There was some reaction to the numbers on a call to discuss the results. US Venture Partners' Steve Krausz:

"What we saw in '06 was a return to early-stage. I think it is some of the freeing up of capacity. I also think it represents a better valuation scenario and a better M&A environment. Acquirers have been willing to pay a little bit more, and the IPO market, although it was small in numbers, has picked up a little bit." Looking ahead, Krausz is interested in wireless infrastructure, wireline growth driven largely by video, monetizing ad revenue in video and social networking, as well as casual gaming, business analytics and software as a service.
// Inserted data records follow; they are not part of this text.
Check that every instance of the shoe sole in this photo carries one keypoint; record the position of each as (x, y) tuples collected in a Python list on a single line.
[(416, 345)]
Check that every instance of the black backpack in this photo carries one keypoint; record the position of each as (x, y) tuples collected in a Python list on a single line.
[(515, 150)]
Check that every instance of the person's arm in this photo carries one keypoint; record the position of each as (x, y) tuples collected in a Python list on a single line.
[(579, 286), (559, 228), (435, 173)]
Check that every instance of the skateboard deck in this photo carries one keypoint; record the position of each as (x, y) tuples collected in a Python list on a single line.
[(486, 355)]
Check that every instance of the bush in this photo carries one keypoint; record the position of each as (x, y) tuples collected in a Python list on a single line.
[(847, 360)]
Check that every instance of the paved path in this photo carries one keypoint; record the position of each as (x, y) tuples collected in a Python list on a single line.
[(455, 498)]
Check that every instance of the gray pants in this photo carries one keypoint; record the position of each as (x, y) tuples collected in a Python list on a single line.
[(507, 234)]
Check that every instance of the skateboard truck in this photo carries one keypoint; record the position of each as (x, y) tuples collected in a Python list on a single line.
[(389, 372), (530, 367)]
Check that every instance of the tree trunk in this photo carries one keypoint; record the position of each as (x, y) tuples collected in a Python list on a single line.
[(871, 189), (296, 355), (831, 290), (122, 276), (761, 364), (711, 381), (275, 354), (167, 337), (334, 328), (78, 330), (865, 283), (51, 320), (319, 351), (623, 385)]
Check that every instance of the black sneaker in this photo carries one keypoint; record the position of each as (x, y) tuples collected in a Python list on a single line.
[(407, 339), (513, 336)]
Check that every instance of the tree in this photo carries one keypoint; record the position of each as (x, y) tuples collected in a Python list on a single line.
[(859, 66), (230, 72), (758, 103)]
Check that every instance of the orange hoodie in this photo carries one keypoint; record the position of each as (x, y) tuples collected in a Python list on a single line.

Boston-based Polaris Venture Partners' Terry McGuire:

He said during the call that the growth in life sciences is due to three things: positive M&A exits as well as companies that had gone public in earlier years doing well, so evidence of dollars well-invested; an increased need from pharmaceutical and med tech companies for products to fill their pipeline; and later-stage deals. Some hot life sciences areas right now include: platform technologies, proteins, startups addressing pandemics and products, and smart devices to deliver therapeutics and spinouts. "If I look at 2007, I expect it to be a lot like 2006 — a good year of growth, a good year of opportunity."

Despite the optimism, activity may be peaking. Investment for the fourth quarter, which totaled $5.7 billion spread across 802 deals, was down from the $6.6 billion invested in 862 deals in the previous quarter — and the lowest for any quarter in 2006 — but it marked a slight, $20 million increase over the fourth quarter of 2005.